2. Aux termes de l’article L. 521-3 du code de justice administrative : « En cas d'urgence et sur simple requête qui sera recevable même en l'absence de décision administrative préalable, le juge des référés peut ordonner toutes autres mesures utiles sans faire obstacle à l'exécution d'aucune décision administrative ». Aux termes de l'article L. 522-3 du même code : « Lorsque la demande ne présente pas un caractère d'urgence ou lorsqu'il apparaît manifeste, au vu de la demande, que celle-ci ne relève pas de la compétence de la juridiction administrative, qu'elle est irrecevable ou qu'elle est mal fondée, le juge des référés peut la rejeter par une ordonnance motivée sans qu'il y ait lieu d'appliquer les deux premiers alinéas de l'article L. 522-1 ».
3. D’une part, il n’appartient pas au juge des référés, statuant sur le fondement de l’article L. 521-3 du code de justice administrative, de « constater l’illégalité » d’une décision administrative. Ces conclusions sont donc manifestement irrecevables.
4. D’autre part, s’il est établi que la demande de carte de résident de M. B... est en cours de traitement depuis le 7 juillet 2025, cette durée n’est pas à elle seule de nature à justifier d’une urgence à obtenir une carte de résident, d’autant que l’intéressé produit une attestation de prolongation d’instruction justifiant de la régularité de son séjour jusqu’au 6 janvier 2025. Par suite, la condition d’urgence posée par les dispositions précitées n’est pas satisfaite.

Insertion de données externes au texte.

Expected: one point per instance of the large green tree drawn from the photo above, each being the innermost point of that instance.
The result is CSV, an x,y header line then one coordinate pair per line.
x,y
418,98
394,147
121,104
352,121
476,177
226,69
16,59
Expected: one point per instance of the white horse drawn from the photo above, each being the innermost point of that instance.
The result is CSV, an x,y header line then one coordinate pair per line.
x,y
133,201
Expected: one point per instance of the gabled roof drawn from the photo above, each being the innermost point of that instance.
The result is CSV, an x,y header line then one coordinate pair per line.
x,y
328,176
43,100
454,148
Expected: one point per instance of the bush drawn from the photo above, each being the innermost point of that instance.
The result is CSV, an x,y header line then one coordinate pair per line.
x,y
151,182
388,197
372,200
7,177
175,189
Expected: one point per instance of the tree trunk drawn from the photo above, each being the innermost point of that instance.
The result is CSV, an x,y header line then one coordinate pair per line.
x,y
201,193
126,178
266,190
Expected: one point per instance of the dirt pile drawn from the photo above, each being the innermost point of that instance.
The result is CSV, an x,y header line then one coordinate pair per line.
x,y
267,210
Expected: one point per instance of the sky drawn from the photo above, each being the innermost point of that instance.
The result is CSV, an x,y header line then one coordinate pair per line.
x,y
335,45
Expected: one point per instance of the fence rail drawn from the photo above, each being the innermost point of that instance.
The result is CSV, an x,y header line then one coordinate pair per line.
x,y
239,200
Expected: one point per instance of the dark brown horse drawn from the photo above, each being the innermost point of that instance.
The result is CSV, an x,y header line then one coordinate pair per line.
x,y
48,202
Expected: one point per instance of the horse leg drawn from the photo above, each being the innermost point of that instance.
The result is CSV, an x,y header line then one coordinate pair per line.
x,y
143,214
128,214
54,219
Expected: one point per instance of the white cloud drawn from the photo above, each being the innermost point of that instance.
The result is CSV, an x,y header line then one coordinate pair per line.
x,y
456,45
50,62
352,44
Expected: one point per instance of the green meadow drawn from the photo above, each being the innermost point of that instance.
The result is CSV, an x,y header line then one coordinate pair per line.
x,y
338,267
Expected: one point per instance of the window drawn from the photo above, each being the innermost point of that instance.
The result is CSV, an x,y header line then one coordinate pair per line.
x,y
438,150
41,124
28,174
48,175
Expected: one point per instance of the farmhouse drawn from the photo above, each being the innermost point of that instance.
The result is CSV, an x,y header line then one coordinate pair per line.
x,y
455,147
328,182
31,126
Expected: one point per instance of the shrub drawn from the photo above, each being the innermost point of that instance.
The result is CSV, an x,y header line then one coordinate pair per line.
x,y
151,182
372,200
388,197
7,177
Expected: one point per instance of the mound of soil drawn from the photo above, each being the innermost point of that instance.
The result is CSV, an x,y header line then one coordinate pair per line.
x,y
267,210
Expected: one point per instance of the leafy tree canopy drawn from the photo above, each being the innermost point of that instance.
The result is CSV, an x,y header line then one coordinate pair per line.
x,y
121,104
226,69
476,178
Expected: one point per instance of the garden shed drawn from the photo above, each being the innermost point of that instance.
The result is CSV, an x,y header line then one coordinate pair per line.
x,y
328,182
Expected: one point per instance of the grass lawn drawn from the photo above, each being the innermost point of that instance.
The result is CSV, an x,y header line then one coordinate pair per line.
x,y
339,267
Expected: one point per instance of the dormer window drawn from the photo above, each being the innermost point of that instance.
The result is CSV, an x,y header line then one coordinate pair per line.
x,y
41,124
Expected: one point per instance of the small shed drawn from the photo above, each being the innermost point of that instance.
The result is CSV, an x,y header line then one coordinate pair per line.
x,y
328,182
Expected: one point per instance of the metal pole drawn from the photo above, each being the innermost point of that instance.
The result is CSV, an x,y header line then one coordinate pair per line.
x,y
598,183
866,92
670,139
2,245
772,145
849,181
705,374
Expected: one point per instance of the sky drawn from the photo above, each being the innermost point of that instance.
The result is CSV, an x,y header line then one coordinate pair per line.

5. Il résulte de ce qui précède que la requête présentée par M. B... doit être rejetée en toutes ses conclusions.
O R D O N N E :
Article 1er : La requête de M. B... est rejetée.
Article 2 : La présente ordonnance sera notifiée à M. A... B... et au ministre de l’intérieur.
Copie en sera adressé à la préfète de l’Essonne.
Fait à Versailles, le 23 octobre 2025.
La juge des référés,
J. Sauvageot
La République mande et ordonne au ministre de l’intérieur en ce qui le concerne ou à tous commissaires de justice à ce requis en ce qui concerne les voies de droit commun, contre les parties privées, de pourvoir à l'exécution de la présente décision.